Says Companies Are Already Starting To Downsize Anticipating
Austerity Budgets
In a statement released shortly after the President rolled out
his FY2013 budget outline, AIA president Marion Blakey released a
statement calling the budget a "direct hit" on American aerospace
and defense workers. She says the result of the approximately $487
billion, ten-year cut to the defense budget alone, buying power to
procure technologies that fuel U.S. military strength will be
reduced in 2013 by approximately $20 billion.
"The American warfighter and our national security are not the
only victims of this first, drastic result of the 2011 Budget
Control Act," Blakey (pictured) said. "The budget released
today (Monday) takes direct aim at the first wave of 350,000
aerospace and defense workers who will be out of work if Congress
does not find a solution to the sequestration trigger being pulled
in 321 days. In the mean time, hundreds of companies that together
form the "defense industrial base" have already begun to downsize
in response to the cuts already enacted."
Blakey said sequestration-driven budget cuts will most certainly
hit the FAA and NASA as well. "More aerospace companies and workers
in all 50 states will share the pain of those 350,000 employees
projected to be jobless following a $1 trillion cut to the defense
budget," she said.
Blakey says the solution to the country's budget crisis does not
lie in further indiscriminate cuts to defense that put our country
at risk and will throw hundreds of thousands of skilled workers out
of their jobs. It also does not lie in reversing progress toward
safer, more efficient air travel made through investments to date
in the FAA's NextGen air traffic management system. And, she says,
renting Russian rockets to take American astronauts into space
sends American space jobs offshore and poses an immediate threat to
our country's goal of maintaining a space program that is second to
none in the world.
"There is no rocket science to finding the only solution to
America's budget crisis. Reform of entitlement programs and current
tax policies are the only answers to a multi-trillion dollar budget
deficit. The notion that adequate spending on our country's
defense, infrastructure and future in space is in any way
"discretionary" is, simply put, dangerous," Blakey said.
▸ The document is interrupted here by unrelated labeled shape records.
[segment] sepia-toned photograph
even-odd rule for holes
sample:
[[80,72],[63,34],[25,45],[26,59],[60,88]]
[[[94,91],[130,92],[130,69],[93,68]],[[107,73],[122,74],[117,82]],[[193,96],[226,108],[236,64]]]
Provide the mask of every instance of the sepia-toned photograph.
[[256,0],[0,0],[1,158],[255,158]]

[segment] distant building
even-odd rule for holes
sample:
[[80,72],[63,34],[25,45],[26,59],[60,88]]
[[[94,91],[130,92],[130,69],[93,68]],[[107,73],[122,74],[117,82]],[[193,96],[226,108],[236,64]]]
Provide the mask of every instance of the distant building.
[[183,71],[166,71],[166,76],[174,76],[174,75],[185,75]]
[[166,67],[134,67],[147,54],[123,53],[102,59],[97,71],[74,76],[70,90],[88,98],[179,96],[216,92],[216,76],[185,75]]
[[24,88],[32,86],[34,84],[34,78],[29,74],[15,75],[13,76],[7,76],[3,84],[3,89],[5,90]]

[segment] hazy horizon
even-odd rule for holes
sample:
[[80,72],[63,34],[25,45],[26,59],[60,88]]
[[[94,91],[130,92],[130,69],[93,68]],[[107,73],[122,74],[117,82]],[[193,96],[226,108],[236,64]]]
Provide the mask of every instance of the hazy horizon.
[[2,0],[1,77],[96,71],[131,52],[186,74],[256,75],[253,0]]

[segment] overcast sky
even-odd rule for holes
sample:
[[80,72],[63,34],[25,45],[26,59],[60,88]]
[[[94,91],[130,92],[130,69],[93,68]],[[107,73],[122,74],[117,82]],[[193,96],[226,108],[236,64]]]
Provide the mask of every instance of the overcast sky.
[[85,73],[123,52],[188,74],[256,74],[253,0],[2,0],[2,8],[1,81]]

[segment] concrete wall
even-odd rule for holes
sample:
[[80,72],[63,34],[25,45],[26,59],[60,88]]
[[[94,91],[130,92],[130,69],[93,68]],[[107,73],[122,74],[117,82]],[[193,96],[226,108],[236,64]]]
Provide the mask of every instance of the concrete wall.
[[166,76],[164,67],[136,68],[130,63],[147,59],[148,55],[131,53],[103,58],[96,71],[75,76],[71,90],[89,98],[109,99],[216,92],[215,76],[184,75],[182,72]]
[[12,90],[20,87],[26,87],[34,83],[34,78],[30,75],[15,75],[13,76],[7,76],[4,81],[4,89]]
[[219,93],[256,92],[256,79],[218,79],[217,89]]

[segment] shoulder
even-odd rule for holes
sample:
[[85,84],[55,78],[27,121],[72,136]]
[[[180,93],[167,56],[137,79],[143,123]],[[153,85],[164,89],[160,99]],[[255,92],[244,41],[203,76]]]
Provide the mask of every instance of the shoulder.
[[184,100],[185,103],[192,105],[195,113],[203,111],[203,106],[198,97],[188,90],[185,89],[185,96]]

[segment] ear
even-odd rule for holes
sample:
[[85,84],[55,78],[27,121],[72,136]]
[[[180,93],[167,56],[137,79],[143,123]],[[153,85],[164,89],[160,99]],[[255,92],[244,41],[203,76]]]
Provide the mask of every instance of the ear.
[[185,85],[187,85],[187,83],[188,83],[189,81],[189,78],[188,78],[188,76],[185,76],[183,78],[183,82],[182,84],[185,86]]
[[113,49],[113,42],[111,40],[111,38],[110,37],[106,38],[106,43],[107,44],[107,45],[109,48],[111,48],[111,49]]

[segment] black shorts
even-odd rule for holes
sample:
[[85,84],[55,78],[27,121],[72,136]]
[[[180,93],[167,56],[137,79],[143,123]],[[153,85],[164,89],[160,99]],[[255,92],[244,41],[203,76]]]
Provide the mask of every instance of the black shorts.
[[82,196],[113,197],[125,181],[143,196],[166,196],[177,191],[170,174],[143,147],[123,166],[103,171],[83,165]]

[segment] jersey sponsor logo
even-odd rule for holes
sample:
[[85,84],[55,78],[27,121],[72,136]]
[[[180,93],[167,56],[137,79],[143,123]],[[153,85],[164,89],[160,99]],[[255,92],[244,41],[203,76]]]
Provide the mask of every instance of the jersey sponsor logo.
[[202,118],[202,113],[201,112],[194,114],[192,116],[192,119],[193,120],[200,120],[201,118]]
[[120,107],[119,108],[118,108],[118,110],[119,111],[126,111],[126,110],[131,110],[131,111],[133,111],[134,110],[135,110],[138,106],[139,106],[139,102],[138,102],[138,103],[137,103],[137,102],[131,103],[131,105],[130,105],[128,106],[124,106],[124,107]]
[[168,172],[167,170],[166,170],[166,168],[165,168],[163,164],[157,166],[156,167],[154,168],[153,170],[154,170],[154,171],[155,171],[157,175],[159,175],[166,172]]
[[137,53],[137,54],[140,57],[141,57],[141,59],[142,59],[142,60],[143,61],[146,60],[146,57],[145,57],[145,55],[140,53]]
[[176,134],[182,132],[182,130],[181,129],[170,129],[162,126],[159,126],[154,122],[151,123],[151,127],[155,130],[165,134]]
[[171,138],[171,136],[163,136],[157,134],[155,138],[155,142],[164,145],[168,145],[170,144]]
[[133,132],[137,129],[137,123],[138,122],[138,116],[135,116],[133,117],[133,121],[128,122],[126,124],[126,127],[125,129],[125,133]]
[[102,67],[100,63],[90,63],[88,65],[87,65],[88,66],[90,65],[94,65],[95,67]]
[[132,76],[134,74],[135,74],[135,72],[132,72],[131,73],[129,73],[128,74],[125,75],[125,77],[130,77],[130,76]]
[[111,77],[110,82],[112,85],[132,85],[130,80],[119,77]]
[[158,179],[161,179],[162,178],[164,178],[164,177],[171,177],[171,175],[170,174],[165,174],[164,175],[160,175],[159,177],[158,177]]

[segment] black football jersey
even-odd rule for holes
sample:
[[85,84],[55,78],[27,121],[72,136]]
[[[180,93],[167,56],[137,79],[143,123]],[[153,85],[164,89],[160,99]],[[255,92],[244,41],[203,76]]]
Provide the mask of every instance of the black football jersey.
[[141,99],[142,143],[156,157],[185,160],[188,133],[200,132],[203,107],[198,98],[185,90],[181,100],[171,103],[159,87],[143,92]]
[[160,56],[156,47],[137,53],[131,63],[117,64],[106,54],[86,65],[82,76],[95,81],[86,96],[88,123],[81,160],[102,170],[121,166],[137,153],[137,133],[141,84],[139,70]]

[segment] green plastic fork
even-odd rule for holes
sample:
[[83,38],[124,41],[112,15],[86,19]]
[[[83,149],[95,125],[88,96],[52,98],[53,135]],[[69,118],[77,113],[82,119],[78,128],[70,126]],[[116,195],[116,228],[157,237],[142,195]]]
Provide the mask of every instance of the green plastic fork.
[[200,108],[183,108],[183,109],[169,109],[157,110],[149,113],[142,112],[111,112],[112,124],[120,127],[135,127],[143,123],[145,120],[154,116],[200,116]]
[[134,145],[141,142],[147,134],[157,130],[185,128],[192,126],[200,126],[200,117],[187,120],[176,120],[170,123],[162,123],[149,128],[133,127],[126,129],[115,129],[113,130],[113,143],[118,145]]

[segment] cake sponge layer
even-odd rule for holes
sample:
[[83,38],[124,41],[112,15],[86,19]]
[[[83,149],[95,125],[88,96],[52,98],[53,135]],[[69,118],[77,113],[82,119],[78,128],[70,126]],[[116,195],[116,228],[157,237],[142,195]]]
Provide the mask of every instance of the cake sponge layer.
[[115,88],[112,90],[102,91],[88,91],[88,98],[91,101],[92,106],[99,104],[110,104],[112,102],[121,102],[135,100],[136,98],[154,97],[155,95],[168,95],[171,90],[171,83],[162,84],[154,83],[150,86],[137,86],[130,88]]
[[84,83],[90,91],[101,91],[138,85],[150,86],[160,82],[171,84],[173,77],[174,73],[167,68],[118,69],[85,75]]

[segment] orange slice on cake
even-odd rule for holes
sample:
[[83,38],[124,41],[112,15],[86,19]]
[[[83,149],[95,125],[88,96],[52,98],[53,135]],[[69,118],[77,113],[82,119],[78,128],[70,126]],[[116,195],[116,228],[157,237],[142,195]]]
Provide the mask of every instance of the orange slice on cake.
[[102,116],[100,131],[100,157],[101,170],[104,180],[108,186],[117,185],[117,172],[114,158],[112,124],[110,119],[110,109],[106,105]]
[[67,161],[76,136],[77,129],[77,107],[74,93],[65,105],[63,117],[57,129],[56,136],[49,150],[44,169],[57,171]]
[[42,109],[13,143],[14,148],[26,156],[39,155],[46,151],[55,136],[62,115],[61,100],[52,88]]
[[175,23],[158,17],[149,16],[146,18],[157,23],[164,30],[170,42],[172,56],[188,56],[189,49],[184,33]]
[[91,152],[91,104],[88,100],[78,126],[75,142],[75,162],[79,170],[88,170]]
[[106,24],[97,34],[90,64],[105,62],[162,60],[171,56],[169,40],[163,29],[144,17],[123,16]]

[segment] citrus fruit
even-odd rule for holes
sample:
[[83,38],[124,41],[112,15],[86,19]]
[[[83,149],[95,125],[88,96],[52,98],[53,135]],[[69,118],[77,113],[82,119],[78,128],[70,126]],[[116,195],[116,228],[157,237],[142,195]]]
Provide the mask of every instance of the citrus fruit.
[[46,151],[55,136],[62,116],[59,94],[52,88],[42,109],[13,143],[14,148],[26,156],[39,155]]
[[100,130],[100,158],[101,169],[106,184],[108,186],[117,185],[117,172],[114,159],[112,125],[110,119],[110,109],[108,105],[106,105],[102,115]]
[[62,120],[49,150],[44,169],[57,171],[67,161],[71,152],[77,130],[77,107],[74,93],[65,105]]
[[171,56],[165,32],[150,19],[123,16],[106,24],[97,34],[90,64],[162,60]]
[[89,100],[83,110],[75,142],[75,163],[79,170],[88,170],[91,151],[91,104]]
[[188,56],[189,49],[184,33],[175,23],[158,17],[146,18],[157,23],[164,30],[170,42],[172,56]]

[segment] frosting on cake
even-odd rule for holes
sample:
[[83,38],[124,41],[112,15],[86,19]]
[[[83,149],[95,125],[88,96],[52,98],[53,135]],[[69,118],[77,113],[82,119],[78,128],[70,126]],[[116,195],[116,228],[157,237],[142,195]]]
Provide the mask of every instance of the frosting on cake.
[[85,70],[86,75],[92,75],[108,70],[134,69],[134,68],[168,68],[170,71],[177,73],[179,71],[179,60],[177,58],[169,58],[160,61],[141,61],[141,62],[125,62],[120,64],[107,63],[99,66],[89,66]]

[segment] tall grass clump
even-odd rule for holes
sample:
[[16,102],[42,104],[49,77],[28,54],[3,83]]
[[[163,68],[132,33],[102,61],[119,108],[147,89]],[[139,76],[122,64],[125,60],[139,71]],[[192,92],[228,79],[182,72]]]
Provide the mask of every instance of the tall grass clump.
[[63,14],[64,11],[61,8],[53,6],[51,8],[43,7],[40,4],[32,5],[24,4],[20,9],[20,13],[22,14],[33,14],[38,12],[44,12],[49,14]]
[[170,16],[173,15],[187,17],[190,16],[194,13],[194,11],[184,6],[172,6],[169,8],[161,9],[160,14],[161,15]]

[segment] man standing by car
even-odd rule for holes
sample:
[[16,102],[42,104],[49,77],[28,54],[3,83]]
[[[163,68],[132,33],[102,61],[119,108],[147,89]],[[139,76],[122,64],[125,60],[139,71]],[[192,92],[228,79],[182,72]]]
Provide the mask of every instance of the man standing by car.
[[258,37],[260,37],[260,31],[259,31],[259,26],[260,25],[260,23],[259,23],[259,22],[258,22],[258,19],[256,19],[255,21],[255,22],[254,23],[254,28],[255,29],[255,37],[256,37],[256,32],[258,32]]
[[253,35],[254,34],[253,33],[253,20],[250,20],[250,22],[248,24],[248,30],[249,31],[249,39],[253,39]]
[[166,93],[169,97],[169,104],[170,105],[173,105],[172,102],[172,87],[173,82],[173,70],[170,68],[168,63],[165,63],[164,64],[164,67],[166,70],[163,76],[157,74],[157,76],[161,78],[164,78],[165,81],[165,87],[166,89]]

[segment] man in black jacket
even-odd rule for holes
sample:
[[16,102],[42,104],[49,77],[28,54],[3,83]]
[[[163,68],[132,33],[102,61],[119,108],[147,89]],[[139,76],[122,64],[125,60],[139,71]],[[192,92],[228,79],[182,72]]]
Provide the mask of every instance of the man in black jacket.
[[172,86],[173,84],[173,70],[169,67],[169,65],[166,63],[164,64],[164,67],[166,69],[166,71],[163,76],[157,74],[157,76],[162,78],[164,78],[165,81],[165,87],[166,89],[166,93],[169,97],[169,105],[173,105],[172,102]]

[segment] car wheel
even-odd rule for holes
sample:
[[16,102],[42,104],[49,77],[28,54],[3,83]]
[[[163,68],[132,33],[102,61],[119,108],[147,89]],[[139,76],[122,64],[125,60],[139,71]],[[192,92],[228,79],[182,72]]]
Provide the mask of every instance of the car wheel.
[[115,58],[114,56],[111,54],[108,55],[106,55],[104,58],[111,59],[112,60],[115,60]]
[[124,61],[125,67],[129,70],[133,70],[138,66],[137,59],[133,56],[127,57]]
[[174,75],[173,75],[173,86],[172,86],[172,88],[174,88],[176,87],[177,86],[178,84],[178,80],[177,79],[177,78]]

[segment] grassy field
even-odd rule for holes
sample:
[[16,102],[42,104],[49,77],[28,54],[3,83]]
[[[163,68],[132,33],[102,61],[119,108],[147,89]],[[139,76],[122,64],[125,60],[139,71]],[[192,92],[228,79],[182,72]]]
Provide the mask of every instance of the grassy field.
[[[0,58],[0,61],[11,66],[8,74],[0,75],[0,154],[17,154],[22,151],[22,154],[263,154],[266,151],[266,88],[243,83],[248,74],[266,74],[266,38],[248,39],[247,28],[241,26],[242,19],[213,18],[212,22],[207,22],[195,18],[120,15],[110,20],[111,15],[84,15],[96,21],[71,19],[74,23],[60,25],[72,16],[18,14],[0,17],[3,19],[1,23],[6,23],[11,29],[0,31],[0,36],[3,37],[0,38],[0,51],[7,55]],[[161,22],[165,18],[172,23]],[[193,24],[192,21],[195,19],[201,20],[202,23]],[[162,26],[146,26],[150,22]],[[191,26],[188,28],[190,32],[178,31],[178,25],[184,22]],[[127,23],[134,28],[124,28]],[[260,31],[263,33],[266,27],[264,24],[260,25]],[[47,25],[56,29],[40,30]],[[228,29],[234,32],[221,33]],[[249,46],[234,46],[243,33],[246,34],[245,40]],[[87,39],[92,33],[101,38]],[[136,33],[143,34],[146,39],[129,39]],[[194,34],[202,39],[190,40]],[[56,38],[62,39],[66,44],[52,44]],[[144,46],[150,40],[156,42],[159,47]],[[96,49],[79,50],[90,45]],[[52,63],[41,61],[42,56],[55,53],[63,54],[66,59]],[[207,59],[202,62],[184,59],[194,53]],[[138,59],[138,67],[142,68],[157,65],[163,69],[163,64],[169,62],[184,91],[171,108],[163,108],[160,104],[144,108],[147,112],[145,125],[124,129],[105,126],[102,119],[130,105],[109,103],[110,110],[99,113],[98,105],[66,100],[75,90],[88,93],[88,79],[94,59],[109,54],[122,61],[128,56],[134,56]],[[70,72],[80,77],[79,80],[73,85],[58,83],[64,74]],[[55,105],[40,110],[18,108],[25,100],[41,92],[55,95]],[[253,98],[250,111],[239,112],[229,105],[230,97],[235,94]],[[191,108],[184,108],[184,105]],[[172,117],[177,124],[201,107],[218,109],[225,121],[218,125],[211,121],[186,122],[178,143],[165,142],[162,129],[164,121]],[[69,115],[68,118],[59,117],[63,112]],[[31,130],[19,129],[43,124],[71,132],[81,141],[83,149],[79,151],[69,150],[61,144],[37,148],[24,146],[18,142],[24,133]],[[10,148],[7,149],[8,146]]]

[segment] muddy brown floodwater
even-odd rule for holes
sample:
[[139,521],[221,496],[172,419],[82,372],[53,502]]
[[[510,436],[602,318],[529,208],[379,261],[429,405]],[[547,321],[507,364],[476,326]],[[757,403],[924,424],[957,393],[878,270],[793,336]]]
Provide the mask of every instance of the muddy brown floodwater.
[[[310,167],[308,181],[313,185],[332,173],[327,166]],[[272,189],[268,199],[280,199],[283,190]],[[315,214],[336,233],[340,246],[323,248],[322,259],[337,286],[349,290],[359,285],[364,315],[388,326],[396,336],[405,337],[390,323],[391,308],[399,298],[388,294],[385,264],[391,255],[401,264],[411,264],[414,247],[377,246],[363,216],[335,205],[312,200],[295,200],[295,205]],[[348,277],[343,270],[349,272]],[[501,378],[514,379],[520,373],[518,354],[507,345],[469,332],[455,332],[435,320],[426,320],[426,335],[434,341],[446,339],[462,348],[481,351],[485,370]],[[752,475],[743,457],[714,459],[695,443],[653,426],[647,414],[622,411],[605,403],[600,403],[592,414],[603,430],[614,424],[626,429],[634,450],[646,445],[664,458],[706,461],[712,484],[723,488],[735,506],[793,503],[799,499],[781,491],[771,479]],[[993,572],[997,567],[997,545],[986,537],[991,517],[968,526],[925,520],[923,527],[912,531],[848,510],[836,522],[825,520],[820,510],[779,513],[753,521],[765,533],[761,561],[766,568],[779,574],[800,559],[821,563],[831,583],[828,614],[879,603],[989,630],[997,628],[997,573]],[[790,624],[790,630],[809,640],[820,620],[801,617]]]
The AIA president reminded the U.S. President and the Congress
that the one-million aerospace and defense workers in America are
proud, patriotic, well-educated and highly skilled. "As the
election season heats up, current and aspiring members of Congress
will face these one-million voters who demand an answer to the
central question of today's budget crisis – are those we
elect to office prepared to make the tough decisions on realistic,
long-term budget reform? The thousands of aerospace and defense
workers who find themselves out of work this year as a result of
the budget crisis will undoubtedly be the first to demand an
answer."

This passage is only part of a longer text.